To check the reliability of the monitoring application to notify the user when an event occurs, it has been programmed to send an alert. For example, when the monitored temperature is higher than 40 °C. Figure 16 shows the alert notification received in our mailbox at the same time when the temperature exceeds 40° as can be seen in Fig. 15b. Other alerts can be added to the application, such as a malfunction of one of the sensors and/or actuators and a rapid decrease in PV power.

Fig. 16
figure 16

The received notification alerts in the mailbox

Moreover, the proposed IoT prototype has been tested in manual mode, which is activated when the switch mode is in the low state; the LED in the circuit turns off. The servomotors were controlled through their associated widgets in the dashboard. For instance, we have set the slider linked to the L-R servomotor at the center (i.e. at a value of 0.5) and the other slider of U-D servomotor at 0.3, which means that the L-R and U-D motors will rotate by 90° and 30°, respectively. Also, tests have shown that solar tracker properly and rapidly executes commands from the monitoring platform with a time not exceeding 2 s. In the manual mode, the user can remotely position his device in an optimal direction according to the surrounding environment and device location. Moreover, in this mode, the power consumption of motors can be too minimized or, where the user can intervene to position the solar tracker for example in only one direction according to each month or season (winter, spring, summer, and autumn) in the year. However, an amount of PV energy can be lost due to a limitation of the solar tracker operation according to the daily movement of the sun.
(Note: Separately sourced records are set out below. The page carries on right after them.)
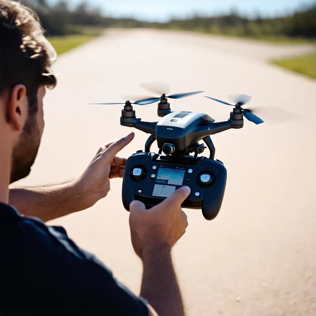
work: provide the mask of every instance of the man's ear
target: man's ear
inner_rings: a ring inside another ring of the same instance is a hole
[[[23,129],[28,115],[26,88],[22,84],[15,86],[9,96],[7,108],[9,123],[17,131]]]

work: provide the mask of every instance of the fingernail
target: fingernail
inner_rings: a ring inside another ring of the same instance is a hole
[[[182,189],[184,191],[184,193],[186,194],[189,194],[191,192],[191,189],[190,187],[187,185],[182,187]]]

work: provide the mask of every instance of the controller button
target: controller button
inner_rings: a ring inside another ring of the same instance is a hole
[[[134,168],[133,169],[133,175],[135,178],[140,178],[143,174],[143,170],[141,168]]]
[[[204,173],[200,176],[200,181],[203,184],[208,184],[211,181],[211,176],[207,173]]]

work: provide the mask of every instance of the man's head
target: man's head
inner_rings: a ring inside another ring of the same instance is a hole
[[[34,12],[0,0],[0,145],[11,155],[10,183],[30,171],[44,128],[46,87],[56,83],[49,70],[56,52],[43,33]]]

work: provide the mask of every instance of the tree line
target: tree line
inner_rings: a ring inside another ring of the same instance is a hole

The servomotor commands can be programmed beforehand without user intervention by creating events and associated actions in the IoT application.

4 Conclusion

In this chapter, a smart prototype has been designed to monitor and control a dual-axis solar tracker system using a simple and efficient IoT solution. The prototype has been tested experimentally. Test results demonstrate that the developed IoT-based solar tracker provides users with a simple monitoring application, in which users can easily and in real-time monitor electrical and environmental parameters of the solar tracker system for further processing and management. Other sensors could be added, for example, solar irradiation and wind sensors to help understand more about the PV power output as well as to test the solar tracker system on its flexibility during high wind. Due to its simplicity, the proposed IoT solution can be employed in various fields to connect devices or things to the internet as well as for research or educational purposes.